Reforms and International Support
Egypt’s commitment to reform has been demonstrated through significant policy measures. In 2024, the country took bold steps, including raising fuel prices—a move aligned with IMF-backed reforms first pledged over a year earlier. Additionally, Egypt devalued its currency by more than 35%, a strategic step to improve competitiveness and fulfil IMF conditions.
In support of these efforts, the IMF approved an additional $5 billion augmentation to Egypt’s existing loan package, bringing total financial assistance to $8 billion. These funds are crucial in helping Egypt recover from a prolonged economic downturn marked by strained foreign reserves, a weakened currency, and rising inflation.
Signs of Stabilisation
Recent economic data point toward gradual stabilisation. Egypt’s inflation rate decreased to 12.8% in February 2025 from 24% in January, marking the lowest level since 2022, when the country faced a recession driven by foreign currency shortages and an underground dollar market. The easing inflation reflects the success of stabilisation measures, including improved oversight of infrastructure projects and efforts to modernise economic institutions.
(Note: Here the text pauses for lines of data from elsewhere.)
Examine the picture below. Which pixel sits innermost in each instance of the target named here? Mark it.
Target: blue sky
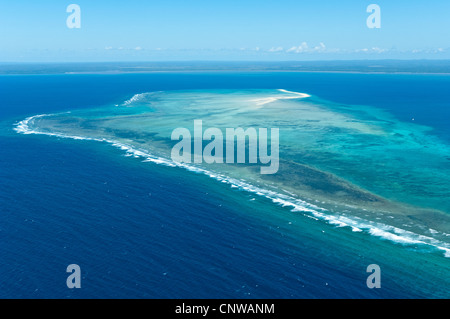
(137, 30)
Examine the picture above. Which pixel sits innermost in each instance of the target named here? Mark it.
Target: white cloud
(277, 49)
(304, 48)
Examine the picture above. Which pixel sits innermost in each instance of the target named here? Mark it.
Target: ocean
(139, 229)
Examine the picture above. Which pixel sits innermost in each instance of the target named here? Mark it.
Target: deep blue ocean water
(141, 230)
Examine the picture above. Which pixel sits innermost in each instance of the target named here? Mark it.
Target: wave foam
(356, 224)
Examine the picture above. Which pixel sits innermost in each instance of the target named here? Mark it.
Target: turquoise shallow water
(354, 166)
(356, 185)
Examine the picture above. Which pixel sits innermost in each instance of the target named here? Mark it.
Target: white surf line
(266, 100)
(390, 233)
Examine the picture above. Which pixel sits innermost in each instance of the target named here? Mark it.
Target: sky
(184, 30)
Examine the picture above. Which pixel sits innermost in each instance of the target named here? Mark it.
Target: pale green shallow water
(354, 166)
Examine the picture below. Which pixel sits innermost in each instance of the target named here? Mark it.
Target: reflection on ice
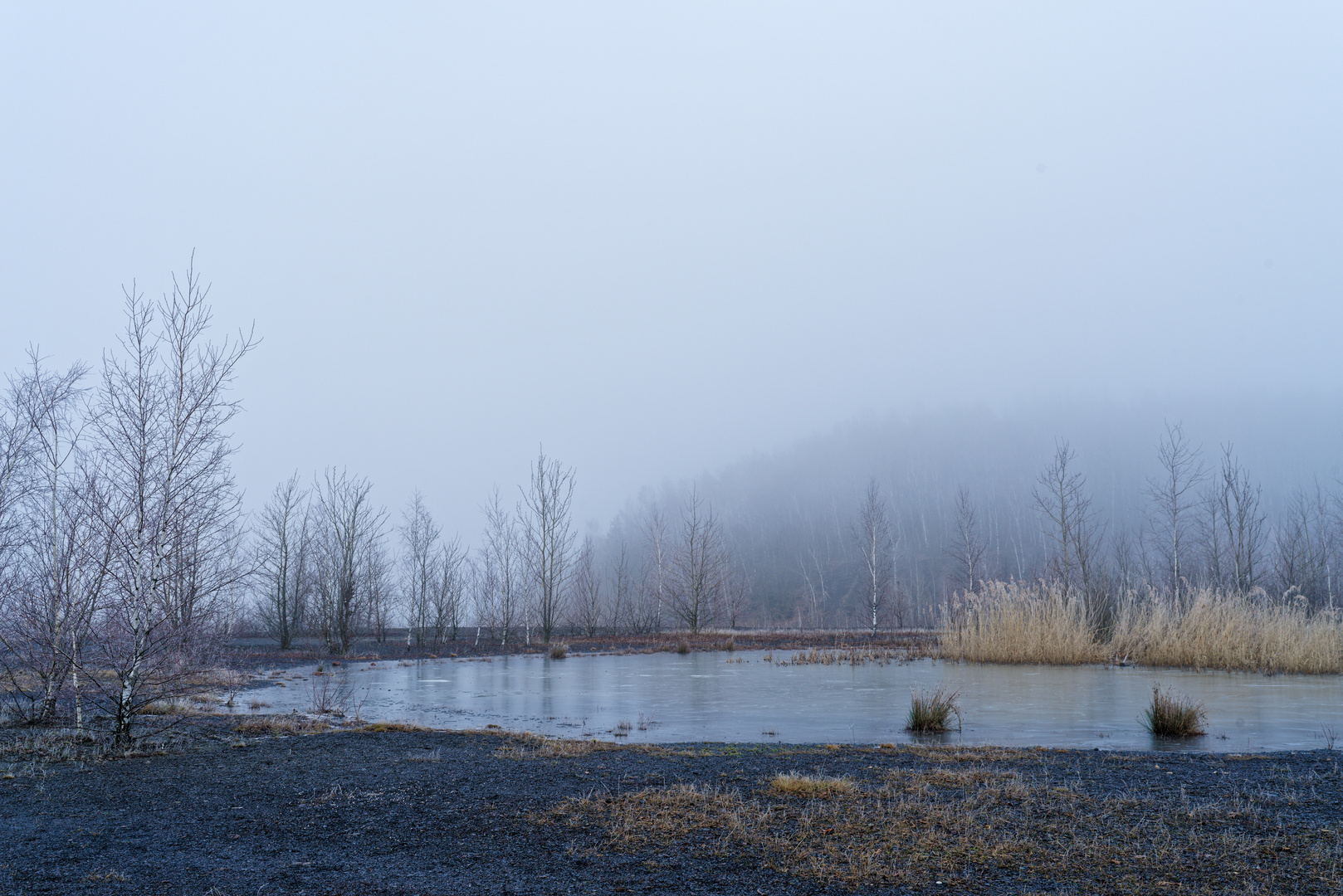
(701, 696)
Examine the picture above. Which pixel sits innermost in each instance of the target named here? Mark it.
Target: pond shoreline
(432, 811)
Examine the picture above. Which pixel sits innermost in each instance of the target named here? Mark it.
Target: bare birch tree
(419, 539)
(449, 597)
(56, 578)
(657, 567)
(1071, 528)
(1245, 524)
(586, 586)
(285, 561)
(699, 566)
(621, 592)
(349, 531)
(876, 546)
(168, 504)
(967, 547)
(548, 538)
(501, 585)
(1173, 496)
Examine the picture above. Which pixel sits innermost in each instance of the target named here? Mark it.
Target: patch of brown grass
(791, 783)
(530, 746)
(382, 727)
(277, 726)
(978, 829)
(847, 657)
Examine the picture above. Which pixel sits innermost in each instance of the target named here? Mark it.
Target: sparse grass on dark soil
(426, 811)
(261, 653)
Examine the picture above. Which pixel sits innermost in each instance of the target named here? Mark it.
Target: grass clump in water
(1171, 716)
(930, 713)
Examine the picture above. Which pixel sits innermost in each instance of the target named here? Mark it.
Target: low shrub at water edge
(1171, 716)
(931, 713)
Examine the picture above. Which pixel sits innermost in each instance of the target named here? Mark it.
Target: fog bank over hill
(789, 514)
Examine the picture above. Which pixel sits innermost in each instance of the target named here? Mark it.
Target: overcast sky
(656, 236)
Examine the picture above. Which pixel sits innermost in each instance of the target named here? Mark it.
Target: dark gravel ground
(427, 811)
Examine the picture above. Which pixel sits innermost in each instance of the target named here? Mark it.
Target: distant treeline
(126, 558)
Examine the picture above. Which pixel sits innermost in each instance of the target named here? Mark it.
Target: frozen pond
(743, 698)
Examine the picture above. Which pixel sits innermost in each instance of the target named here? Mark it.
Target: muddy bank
(425, 811)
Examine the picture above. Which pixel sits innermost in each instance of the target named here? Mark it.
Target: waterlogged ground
(428, 811)
(758, 696)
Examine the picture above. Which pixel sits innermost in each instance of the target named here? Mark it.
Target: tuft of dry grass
(382, 727)
(930, 713)
(530, 746)
(277, 726)
(845, 655)
(1208, 631)
(793, 783)
(1171, 716)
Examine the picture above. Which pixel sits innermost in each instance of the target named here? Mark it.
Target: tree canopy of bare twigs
(284, 542)
(876, 546)
(548, 539)
(349, 533)
(165, 494)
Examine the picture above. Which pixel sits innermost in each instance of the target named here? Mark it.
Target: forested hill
(789, 516)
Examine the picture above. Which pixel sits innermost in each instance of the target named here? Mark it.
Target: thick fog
(840, 242)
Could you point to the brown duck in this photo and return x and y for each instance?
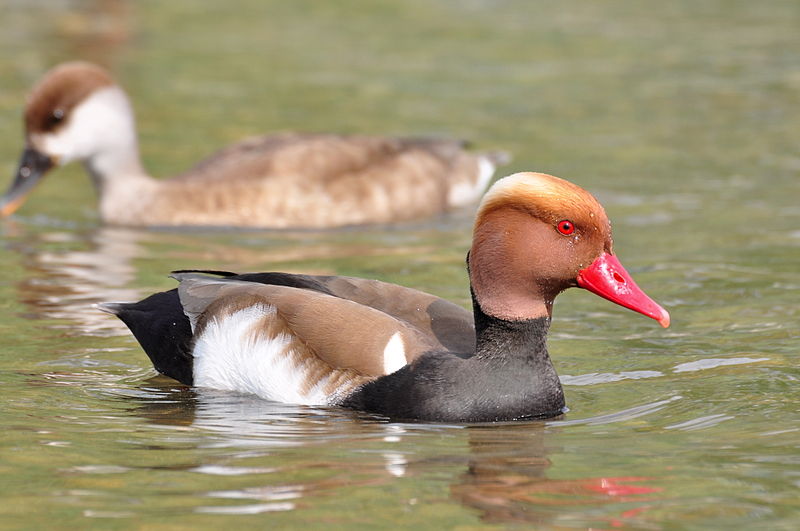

The Road Ahead: Expanding the Tax Base
While recent improvements are promising, the IMF underscores that sustainable growth depends on strengthening Egypt’s fiscal foundation. Central to this is the expansion of the tax base. A key policy priority is the decisive reduction of the public sector’s role in the economy.
Implementing the State Ownership Policy and advancing the asset divestment program in sectors where the government has committed to reducing its footprint are seen as vital steps in strengthening the private sector’s role. These measures are expected to improve the business environment, boost private sector contributions to growth, and foster a more resilient economy.
Egypt’s economic recovery is gaining momentum, supported by both internal reforms and international assistance. As the country continues to implement structural reforms—especially in revenue generation—it can strengthen its fiscal health and lay a solid foundation for sustained growth. Widening the tax base and addressing fiscal inefficiencies will be central to Egypt’s efforts to secure a resilient and prosperous future.